According to a Brown University news release, a research team has pinpointed a new measure intended to assist in evaluating how well an adult amputee can perform activities of daily living (ADLs) with a prosthetic arm. The team outlines the Activities Measure for Upper Limb Amputees (the AMU-ULA) appear in the Archives of Physical Medicine and Rehabilitation.
The release reports that the AM-ULA offer clinicians standardized methods and criteria to grade patients’ performance, speed, and skill using any kind of prosthetic arm to do 18 daily tasks. These tasks include putting on and removing a shirt, serving soda from a can, combing hair, tying shoes, and using a spoon.
Linda Resnik, PhD, PT, OCS, associate research professor in public health, Brown University, and research scientist at the Providence Veterans Affairs Medical Center, notes that in addition to physical and occupational therapists teaching patients strategies to accomplish functional tasks and guiding them in therapeutic exercises and activities, “We need measures to let us know if our patients are improving the way that we expect them to. When they get a new device, what are the benefits? Are they able to do more with it?” Resnik explains.
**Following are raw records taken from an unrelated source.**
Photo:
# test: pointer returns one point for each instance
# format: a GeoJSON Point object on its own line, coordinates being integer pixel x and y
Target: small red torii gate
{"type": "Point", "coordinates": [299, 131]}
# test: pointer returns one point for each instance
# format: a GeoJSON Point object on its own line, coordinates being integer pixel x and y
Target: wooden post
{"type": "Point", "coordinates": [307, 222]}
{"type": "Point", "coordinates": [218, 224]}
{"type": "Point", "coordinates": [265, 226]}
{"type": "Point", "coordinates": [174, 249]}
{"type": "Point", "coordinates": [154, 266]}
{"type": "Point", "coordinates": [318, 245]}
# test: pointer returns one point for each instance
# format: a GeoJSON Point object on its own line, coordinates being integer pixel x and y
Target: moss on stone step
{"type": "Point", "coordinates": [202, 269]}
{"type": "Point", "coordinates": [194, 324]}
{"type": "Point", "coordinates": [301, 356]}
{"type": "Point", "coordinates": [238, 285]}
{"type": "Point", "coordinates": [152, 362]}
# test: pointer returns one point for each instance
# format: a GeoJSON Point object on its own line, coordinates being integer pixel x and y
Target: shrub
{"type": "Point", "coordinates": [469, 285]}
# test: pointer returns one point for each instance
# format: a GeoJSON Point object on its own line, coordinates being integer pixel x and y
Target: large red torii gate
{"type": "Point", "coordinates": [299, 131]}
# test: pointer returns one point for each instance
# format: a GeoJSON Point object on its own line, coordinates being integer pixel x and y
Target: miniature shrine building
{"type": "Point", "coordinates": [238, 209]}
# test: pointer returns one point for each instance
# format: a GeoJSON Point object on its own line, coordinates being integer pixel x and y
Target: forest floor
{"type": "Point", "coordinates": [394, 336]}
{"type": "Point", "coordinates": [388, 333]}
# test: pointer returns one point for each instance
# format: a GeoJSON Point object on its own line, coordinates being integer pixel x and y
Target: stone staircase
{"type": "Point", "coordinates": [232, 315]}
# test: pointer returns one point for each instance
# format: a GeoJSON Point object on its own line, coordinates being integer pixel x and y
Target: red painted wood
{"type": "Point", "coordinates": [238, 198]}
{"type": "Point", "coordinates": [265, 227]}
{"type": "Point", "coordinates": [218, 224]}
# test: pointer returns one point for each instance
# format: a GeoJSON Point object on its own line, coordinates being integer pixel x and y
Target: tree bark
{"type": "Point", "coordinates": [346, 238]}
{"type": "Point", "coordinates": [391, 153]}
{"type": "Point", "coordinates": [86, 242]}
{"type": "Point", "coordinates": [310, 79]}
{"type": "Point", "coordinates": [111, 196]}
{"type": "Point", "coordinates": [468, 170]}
The team reports that one of the methods they employed to refine the metric and ensure its reliability encompassed determining whether two independent raters, observing the same patient performance, arrived at the same ratings strongly disagreed. Researchers add that they also validated the measure by ensuring that the results made sense based upon what is known clinically.
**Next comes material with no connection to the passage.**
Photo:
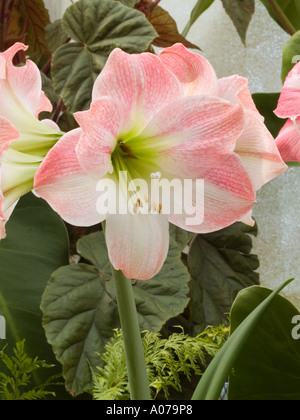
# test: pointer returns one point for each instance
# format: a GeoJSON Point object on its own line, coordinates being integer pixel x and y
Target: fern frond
{"type": "Point", "coordinates": [167, 360]}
The release also notes that in an effort to assist clinicians in interpreting changes in AMU-ULA scores in patients, researchers analyzed the statistics to calculate how much of a change in the overall score could be considered more than just natural “noise” in the data.
Resnik adds that outcome measures are necessary in all areas of health care, but notes that this necessity resonates particularly in the area of prosthetic rehabilitation. Sensitive and responsive methods to objectively assess the benefits of prosthetic devices and training are key, she says. Resink also articulates her hope that clinicians may use this measure in the future to track how their patients are doing.